Investments in legitimate projects are at risk too. One big risk is the exchange you purchase coins on. Many exchanges receive little regulation, if any. It's possible the exchange doesn't hold the assets you've bought—they could claim to hold a million coins, but actually only have a small fraction of that. Even if they have the coins at the time of your purchase, many exchanges have been hacked and lost customer's coins. Unlike stock brokerages, there's typically no insurance here. You, the customer, risk a complete loss in these events.

Another risk in buying a legitimate coin is that its price may be inflated by illegitimate means. For example, even if Ethereum is a legitimate platform that proves very useful (I'm not saying it is or isn't), the price of Ether may be inflated by NFT or ERC-20 token scams that run on the Ethereum network using Ether.


The market for smart contracts is growing and likely to expand significantly in the coming decade, primarily due to the reduced cost and speed at which they can execute. Many researchers in the field expect over 5x growth by 2031.

If usage of a particular blockchain grows fast enough, its coin could appreciate substantially relative to other currencies (e.g. fiat). On some networks, coins can actually be burned (destroyed) faster than they are created, further boosting coin price with usage. An investor can also increase coin holdings by roughly 4% per year (current estimate) by staking.
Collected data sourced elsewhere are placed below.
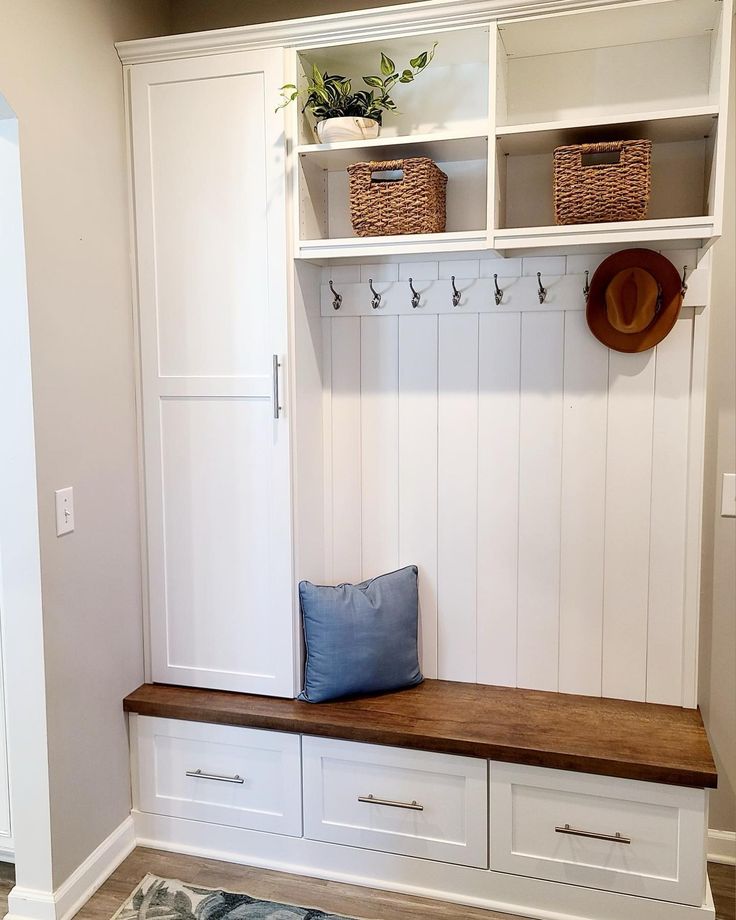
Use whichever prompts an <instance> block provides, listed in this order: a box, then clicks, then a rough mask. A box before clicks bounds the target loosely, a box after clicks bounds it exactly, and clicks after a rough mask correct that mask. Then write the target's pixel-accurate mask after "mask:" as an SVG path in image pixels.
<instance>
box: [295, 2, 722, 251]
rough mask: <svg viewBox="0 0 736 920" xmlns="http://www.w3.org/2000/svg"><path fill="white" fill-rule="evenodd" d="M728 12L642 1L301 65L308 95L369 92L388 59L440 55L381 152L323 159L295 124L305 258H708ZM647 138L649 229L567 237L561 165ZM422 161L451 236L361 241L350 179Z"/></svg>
mask: <svg viewBox="0 0 736 920" xmlns="http://www.w3.org/2000/svg"><path fill="white" fill-rule="evenodd" d="M730 9H731V0H726V2H725V3H724V2H716V0H637V2H635V3H632V2H622V3H620V4H615V5H595V4H594V5H593V6H591V7H588V8H587V9H582V10H572V11H570V10H568V11H563V12H555V13H539V14H537V15H529V16H522V17H518V18H513V19H506V20H504V19H503V18H501V19H499V20H498V21H496V22H490V21H489V22H488V23H486V24H483V25H476V26H472V27H458V28H448V29H447V30H446V31H433V32H429V31H428V32H427V33H420V34H416V35H401V36H400V37H398V38H391V37H388V38H382V39H380V40H379V39H376V40H371V41H364V42H358V43H347V44H341V45H326V46H323V47H315V48H313V49H310V48H308V49H300V50H299V51H297V52H295V60H296V72H297V80H298V81H301V82H302V83H303V81H304V79H305V74H306V73H308V72H309V71H310V70H311V67H312V66H313V65H314V64H316V65H317V66H318V67H319V68H320V69H321V70H323V71H324V70H327V71H328V72H330V73H335V72H336V73H340V74H342V75H344V76H349V77H352V78H353V80H354V85H355V86H359V85H360V78H361V77H362V76H363V75H365V74H371V73H375V72H376V71H377V68H378V62H379V60H380V54H381V51H384V52H385V53H386V54H388V55H389V56H390V57H391V58H392V59H393V60H394V61H395V62H396V63H397V65H401V64H402V63H403V62H405V61H408V60H409V59H410V58H411V57H413V56H414V55H416V54H417V53H418V52H419V51H422V50H424V49H427V48H430V47H431V46H432V44H433V43H434V42H437V51H436V57H435V60H434V61H433V62H432V64H431V66H430V67H429V68H427V70H426V71H425V72H424V73H422V74H421V75H420V76H419V77H418V79H417V80H416V82H415V83H411V84H407V85H406V86H401V85H400V86H398V87H397V89H396V102H397V105H398V110H399V111H398V113H396V114H390V115H386V117H385V118H384V124H383V126H382V129H381V134H380V136H379V137H377V138H375V139H373V140H360V141H354V142H353V141H351V142H343V143H335V144H320V143H318V142H317V139H316V137H315V133H314V124H313V123H312V122H311V121H310V120H309V118H308V117H307V116H304V115H302V114H298V113H296V112H294V110H292V111H293V116H292V117H293V119H294V120H293V128H292V136H293V138H294V148H293V149H294V152H295V154H296V156H295V161H296V162H295V174H296V177H297V178H296V183H295V185H296V196H297V200H296V202H295V204H296V207H295V213H296V214H297V215H298V216H297V219H296V232H295V236H296V243H295V247H294V249H295V254H296V256H297V257H298V258H307V259H314V260H315V261H324V260H329V259H331V258H353V259H360V258H365V257H374V256H392V255H401V254H403V253H413V254H416V253H428V254H432V253H445V252H448V253H449V252H458V251H460V252H462V251H472V250H478V249H493V250H496V251H498V252H501V253H505V252H507V251H508V252H518V251H519V250H525V249H529V250H540V249H546V250H550V251H552V250H558V251H559V250H560V249H562V248H565V249H570V248H572V247H597V248H598V249H605V248H606V247H609V246H610V247H615V246H617V245H621V244H625V243H626V244H636V243H637V242H638V243H641V244H642V245H649V246H653V247H655V248H656V246H657V245H658V244H667V243H670V242H672V241H677V242H681V243H682V244H683V245H688V246H697V247H700V246H706V245H708V244H709V243H710V242H711V241H712V240H713V239H714V238H716V237H717V236H718V235H719V234H720V227H721V211H722V199H723V177H724V170H725V162H724V160H725V121H724V119H725V110H724V107H725V101H724V100H725V90H726V89H727V79H728V61H729V54H728V49H729V43H730V34H729V29H730V23H731V16H730ZM489 15H490V14H489ZM639 138H643V139H647V140H650V141H652V144H653V148H652V165H651V195H650V199H649V206H648V212H647V215H646V219H645V220H642V221H632V222H619V223H613V222H612V223H596V224H579V225H557V224H556V223H555V211H554V200H553V153H554V150H555V149H556V148H557V147H559V146H563V145H567V144H578V143H595V142H600V141H608V140H633V139H639ZM408 156H428V157H430V158H431V159H432V160H434V161H435V162H436V163H437V164H438V165H439V166H440V168H441V169H442V170H443V171H444V172H445V173H446V174H447V176H448V185H447V226H446V231H445V233H438V234H415V235H411V236H409V235H407V236H384V237H362V238H359V237H357V236H356V234H355V233H354V231H353V228H352V223H351V217H350V201H349V187H348V176H347V173H346V167H347V166H349V165H350V164H351V163H355V162H364V161H368V160H372V161H382V160H389V159H399V158H403V157H408Z"/></svg>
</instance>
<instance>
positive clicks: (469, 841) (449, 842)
mask: <svg viewBox="0 0 736 920" xmlns="http://www.w3.org/2000/svg"><path fill="white" fill-rule="evenodd" d="M302 751H303V756H304V834H305V836H306V837H310V838H312V839H313V840H325V841H328V842H330V843H342V844H349V845H351V846H356V847H363V848H365V849H370V850H383V851H385V852H387V853H399V854H402V855H405V856H421V857H425V858H427V859H435V860H440V861H442V862H449V863H458V864H460V865H465V866H479V867H482V868H486V867H487V866H488V845H487V838H488V819H487V816H488V764H487V761H485V760H479V759H476V758H472V757H455V756H451V755H449V754H434V753H429V752H427V751H411V750H405V749H399V748H390V747H381V746H376V745H372V744H358V743H353V742H350V741H336V740H333V739H330V738H311V737H305V738H304V739H303V741H302Z"/></svg>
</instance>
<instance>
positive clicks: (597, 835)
mask: <svg viewBox="0 0 736 920" xmlns="http://www.w3.org/2000/svg"><path fill="white" fill-rule="evenodd" d="M555 833H556V834H570V835H571V836H573V837H590V838H591V839H592V840H610V841H611V843H631V837H622V836H621V834H619V833H618V832H616V833H615V834H598V833H596V832H595V831H581V830H579V829H578V828H577V827H570V825H569V824H566V825H565V826H564V827H556V828H555Z"/></svg>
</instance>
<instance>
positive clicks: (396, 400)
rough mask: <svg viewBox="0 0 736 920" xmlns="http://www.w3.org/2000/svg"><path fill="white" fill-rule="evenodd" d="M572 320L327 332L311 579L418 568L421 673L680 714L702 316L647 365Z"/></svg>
mask: <svg viewBox="0 0 736 920" xmlns="http://www.w3.org/2000/svg"><path fill="white" fill-rule="evenodd" d="M669 255H670V258H672V260H673V261H675V262H676V264H678V266H679V265H681V264H684V263H688V264H690V265H691V266H693V265H694V264H695V254H694V253H684V252H678V253H669ZM601 259H602V256H593V257H591V256H569V257H567V259H566V258H565V257H553V258H537V259H524V260H519V259H515V260H505V261H500V260H485V261H484V260H480V261H478V260H472V259H471V260H468V261H454V262H439V263H437V262H423V263H413V264H412V263H408V264H401V265H399V264H385V265H363V266H336V267H333V268H330V269H325V270H324V272H323V282H324V283H325V284H326V282H327V280H328V279H329V278H332V279H333V281H334V283H335V285H336V287H338V288H339V287H340V285H341V284H342V285H347V286H348V287H349V286H350V285H353V284H355V283H358V282H360V283H364V282H367V280H368V278H372V279H373V282H374V284H375V285H376V286H377V287H379V288H380V287H381V286H382V287H383V289H384V290H388V289H389V288H392V287H393V288H397V287H400V289H401V290H402V291H403V287H404V286H406V285H405V284H404V282H406V281H407V279H408V278H409V277H410V276H412V277H413V278H414V280H415V283H416V282H417V281H418V280H421V281H422V283H423V287H424V290H425V291H428V290H431V288H432V285H433V284H442V283H443V279H447V278H449V277H450V275H452V274H454V275H455V276H456V278H457V279H458V280H459V281H460V280H462V281H463V282H464V286H465V287H466V289H471V288H472V285H473V283H477V282H476V281H475V280H474V279H478V278H481V279H482V278H484V277H485V278H488V277H490V276H491V274H492V273H493V271H497V272H498V273H499V276H501V278H502V277H503V275H504V274H506V275H508V276H511V277H514V276H517V275H520V276H533V275H536V272H537V271H540V270H541V271H542V272H543V274H544V275H546V276H547V277H550V276H555V277H559V276H564V275H565V273H566V272H567V273H569V274H575V273H579V272H582V271H584V270H585V269H586V268H587V269H590V270H593V269H594V268H595V267H596V265H597V264H598V262H600V260H601ZM530 280H531V279H530ZM568 280H569V279H568ZM534 282H535V283H536V279H534ZM501 283H502V284H503V281H501ZM460 286H463V285H460ZM353 290H354V289H353ZM407 290H408V286H407ZM329 296H330V297H331V295H329ZM581 306H582V297H581V298H580V299H579V300H577V301H576V302H574V303H573V302H571V303H570V305H569V308H568V307H567V306H566V305H565V304H560V305H559V306H557V305H556V306H555V307H554V308H546V309H543V310H534V309H529V310H514V311H511V310H509V311H504V310H503V308H502V309H500V310H498V311H493V312H480V313H479V312H476V311H474V312H471V311H470V310H469V309H467V308H466V310H465V312H464V311H463V302H461V306H460V307H459V308H458V309H457V310H456V311H452V312H450V311H449V310H448V311H443V310H440V311H435V312H432V313H430V312H425V313H422V312H421V310H418V311H413V312H412V313H411V314H408V315H395V314H393V315H392V314H391V313H388V312H385V313H381V312H380V310H379V311H376V312H371V315H346V314H345V313H343V314H340V313H335V314H333V315H331V316H326V317H325V318H323V320H322V322H323V336H324V337H323V351H324V364H323V367H324V376H325V406H324V419H325V475H326V493H327V495H326V502H325V508H326V512H325V513H326V518H327V520H326V532H327V539H326V556H327V558H326V566H325V568H326V577H327V579H328V580H331V581H332V582H334V583H337V582H340V581H358V580H360V579H364V578H370V577H373V576H375V575H378V574H381V573H382V572H387V571H391V570H392V569H395V568H398V567H399V566H403V565H408V564H411V563H415V564H416V565H418V567H419V572H420V576H419V584H420V607H421V635H420V643H421V657H422V666H423V669H424V673H425V675H427V676H428V677H439V678H444V679H448V680H466V681H479V682H482V683H489V684H502V685H510V686H520V687H530V688H537V689H543V690H552V691H558V690H559V691H562V692H569V693H583V694H590V695H604V696H612V697H619V698H624V699H639V700H649V701H652V702H660V703H671V704H675V705H681V704H684V705H694V700H693V699H691V698H690V695H689V692H688V688H683V676H682V675H683V670H685V672H687V665H686V662H685V658H686V657H687V656H688V655H690V654H691V653H692V650H691V649H688V648H686V647H685V646H686V638H685V637H686V635H687V629H686V622H687V621H688V619H689V618H690V619H691V618H692V617H693V616H697V612H696V611H693V610H686V608H685V577H686V552H687V541H688V530H687V527H688V524H687V501H688V452H689V449H691V446H690V431H689V429H690V388H691V377H692V360H693V338H694V327H695V323H696V316H697V315H698V311H697V310H695V311H694V310H692V309H686V310H684V311H683V314H682V316H681V318H680V319H679V320H678V322H677V324H676V326H675V329H674V330H673V332H672V333H671V334H670V335H669V336H668V337H667V338H666V339H665V340H664V341H663V342H662V343H661V344H660V345H659V346H658V347H657V349H656V350H654V351H650V352H646V353H644V354H641V355H622V354H619V353H616V352H611V351H609V350H608V349H606V348H605V347H603V346H602V345H601V344H600V343H599V342H598V341H597V340H596V339H594V338H593V336H592V335H591V334H590V333H589V331H588V328H587V325H586V321H585V313H584V310H583V309H581ZM352 312H353V313H355V312H356V311H355V310H353V311H352Z"/></svg>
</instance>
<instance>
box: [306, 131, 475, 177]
mask: <svg viewBox="0 0 736 920" xmlns="http://www.w3.org/2000/svg"><path fill="white" fill-rule="evenodd" d="M296 153H297V155H298V156H300V157H308V158H309V162H310V163H311V164H313V165H315V166H318V167H320V168H322V169H328V170H342V169H345V167H346V166H349V165H350V164H351V163H360V162H363V161H365V160H386V159H397V158H400V157H408V156H426V157H430V159H432V160H435V161H437V162H440V163H451V162H457V161H461V160H485V159H486V158H487V157H488V132H487V131H486V132H485V133H471V134H466V133H451V132H448V133H442V134H414V135H412V136H410V137H386V136H383V135H381V136H380V137H375V138H372V139H370V140H359V141H340V142H339V143H336V144H300V145H299V146H298V147H297V148H296Z"/></svg>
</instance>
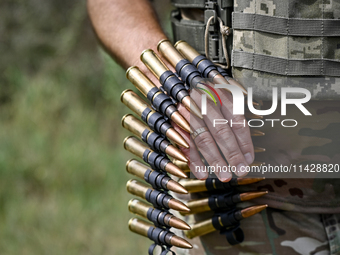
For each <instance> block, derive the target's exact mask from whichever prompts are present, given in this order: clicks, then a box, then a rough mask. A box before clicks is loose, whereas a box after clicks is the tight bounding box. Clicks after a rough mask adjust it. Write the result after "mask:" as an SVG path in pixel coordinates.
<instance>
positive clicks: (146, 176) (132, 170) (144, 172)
mask: <svg viewBox="0 0 340 255" xmlns="http://www.w3.org/2000/svg"><path fill="white" fill-rule="evenodd" d="M126 171H127V172H128V173H130V174H133V175H135V176H137V177H139V178H141V179H143V180H145V181H146V182H147V183H149V184H150V185H151V186H152V187H154V188H156V189H166V190H171V191H173V192H176V193H180V194H188V191H187V190H186V189H185V188H183V186H182V185H181V184H179V183H178V182H176V181H174V180H172V179H171V178H170V177H169V176H167V175H165V174H163V173H160V172H157V171H153V170H152V169H151V168H150V167H149V166H147V165H144V164H143V163H141V162H139V161H138V160H135V159H130V160H129V161H127V162H126Z"/></svg>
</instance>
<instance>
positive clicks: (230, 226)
mask: <svg viewBox="0 0 340 255" xmlns="http://www.w3.org/2000/svg"><path fill="white" fill-rule="evenodd" d="M267 207H268V205H256V206H251V207H248V208H245V209H242V210H236V211H230V212H226V213H223V214H220V215H214V216H213V218H212V219H208V220H205V221H201V222H198V223H195V224H194V225H192V226H191V230H187V231H184V234H185V236H186V237H188V238H190V239H191V238H194V237H197V236H203V235H206V234H209V233H211V232H214V231H215V230H220V229H222V228H226V227H231V226H233V225H236V224H238V222H239V221H240V220H242V219H245V218H248V217H250V216H252V215H254V214H256V213H259V212H261V211H262V210H264V209H266V208H267ZM213 221H215V222H216V223H217V224H218V226H217V225H215V226H214V224H213Z"/></svg>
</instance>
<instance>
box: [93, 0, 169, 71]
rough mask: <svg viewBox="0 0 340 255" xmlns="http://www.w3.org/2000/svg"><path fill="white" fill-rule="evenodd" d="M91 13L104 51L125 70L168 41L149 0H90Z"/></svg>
mask: <svg viewBox="0 0 340 255" xmlns="http://www.w3.org/2000/svg"><path fill="white" fill-rule="evenodd" d="M87 4H88V12H89V15H90V18H91V21H92V24H93V27H94V29H95V31H96V34H97V36H98V38H99V40H100V42H101V43H102V45H103V46H104V47H105V49H106V50H107V51H108V52H109V53H110V54H111V55H112V56H113V57H114V58H115V59H116V61H118V62H119V63H120V64H121V65H122V66H123V68H127V67H129V66H131V65H137V64H138V63H140V62H139V56H140V54H141V52H142V51H143V50H145V49H148V48H152V49H154V50H155V48H156V46H157V43H158V42H159V41H160V40H161V39H164V38H166V36H165V34H164V33H163V31H162V28H161V27H160V25H159V22H158V20H157V17H156V15H155V13H154V10H153V8H152V6H151V4H150V3H149V1H148V0H138V1H136V0H124V1H121V0H88V3H87Z"/></svg>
Even if smart contract usage grows over 5x, a big question is where this usage will take place. Will most of these execute on Ethereum, Hyperledger or some other platform we’re not even aware of now? Unfortunately, we don’t have a good answer for this. We can make predictions based on metrics like current usage, number of developers, and current cost per unit work. However, the youth of the technology combined with the huge number of competing platforms and fraudulent activities makes these predictions highly uncertain.

Given the uncertainty of where smart contracts will execute (Hyperledger, Ethereum, ...), I won't invest a large percent of my money in any of these coins. I consider it similar to the 1903 auto industry scenario described by Warren Buffett. I can appreciate that a smart contract expert may have superior insight to foresee that a certain platform, say Ethereum, will likely dominate the market. However, I'm not even in a position to understand if they are correct. (With most investments, 90+% of the "experts" making such predictions are actually phonies, trying to trick you into buying something or reading their article.)